Longitude: -3.5326 / 3°31'57"W

OS Eastings: 305343

OS Northings: 716899

OS Grid: NO053168

Mapcode National: GBR 1V.4Y1P

Mapcode Global: WH5PK.Q10C

Entry Name: Prehistoric ceremonial complex, 205m WNW of Dronachy Wood

Scheduled Date: 14 February 1979

Last Amended: 15 February 2022

Source: Historic Environment Scotland

Source ID: SM4111

Schedule Class: Cultural

Category: Prehistoric ritual and funerary: henge

Location: Forteviot

County: Perth and Kinross

Electoral Ward: Almond and Earn

Traditional County: Perthshire


The monument comprises the remains of a ceremonial complex of the Late Neolithic/ Early Bronze Age period (c. 3100 – 1900BC) with later Iron Age burials, visible as cropmarks on oblique aerial photographs and evidenced through archaeological excavations. The site includes a large palisaded enclosure defined by a series of massive pits and accessed by an avenue on its north side. Within and around this enclosure are a concentration of associated elements. Within are numerous archaeological features including a henge and a mini-henge. Located to the north and around the outside of the palisaded enclosure are a further two henges and double ring-ditched enclosure. To the south of the palisaded enclosure are square and round barrows and another mini-henge. The monument is located on flat agricultural land at around 35m above sea level. The monument is bounded on its western side by the Water of May.

The monument primarily consists of various elements spanning a period of time around 3100BC to 1900BC. The largest of the elements is a sub-circular or oval pit-defined palisaded enclosure which measures about 265m north-south by 220m east-west enclosing an area of around 6 hectares. The western edge of this enclosure is defined by a natural escarpment overlooking the Water of May. The enclosure was accessed via a 30m long post-lined avenue. Near the north-western edge of the palisaded enclosure is a near circular Chalcolithic/ Early Bronze Age henge enclosing an internal circular space around 22m across within an enclosing ditch which measured 6-8m across.
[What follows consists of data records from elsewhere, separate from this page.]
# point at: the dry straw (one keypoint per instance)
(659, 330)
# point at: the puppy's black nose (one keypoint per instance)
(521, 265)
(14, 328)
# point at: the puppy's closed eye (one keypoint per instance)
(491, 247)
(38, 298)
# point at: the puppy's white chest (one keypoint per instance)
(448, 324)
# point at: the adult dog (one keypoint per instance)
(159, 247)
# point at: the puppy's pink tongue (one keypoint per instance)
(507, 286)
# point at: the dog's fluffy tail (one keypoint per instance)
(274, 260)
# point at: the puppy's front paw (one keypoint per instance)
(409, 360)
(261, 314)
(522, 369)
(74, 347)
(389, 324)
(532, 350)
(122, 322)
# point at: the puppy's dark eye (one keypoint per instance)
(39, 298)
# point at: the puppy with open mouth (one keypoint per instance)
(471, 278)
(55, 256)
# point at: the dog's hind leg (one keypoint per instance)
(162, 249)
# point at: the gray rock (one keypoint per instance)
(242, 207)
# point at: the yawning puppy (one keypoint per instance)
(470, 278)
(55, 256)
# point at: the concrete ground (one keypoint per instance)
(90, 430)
There would have been an outer bank which is estimated to be a further 6-8m across and as much as 2m high. This henge is located on the site of a Late Neolithic cremation cemetery, which was later enclosed by a timber circle of 22 posts. The timber circle measures 45m in diameter. 12m to the south of the henge is a mini-henge of the Bronze Age period. The mini-henge took the form of a small penannular structure 9m across within a ditch with a single entrance. The mini-henge would have had originally an outer bank and an internal space of no more than 4m across.

Around 30m to the southeast of the mini-henge are the remains of a Neolithic timber circle and Bronze Age round barrow. The timber circle is formed of at least eight post-pits and measures 10-11m in diameter. The round barrow is located within the timber circle, measures around 8m at maximum diameter. There is another mini-henge on the-western edge of the site, again within the palisaded enclosure. This mini-henge appears to measure no more than 7m across. Many pits and other cropmarks are visible within the palisaded enclosure which are likely to relate to activity within this monument but are not sufficiently diagnostic as to be categorised.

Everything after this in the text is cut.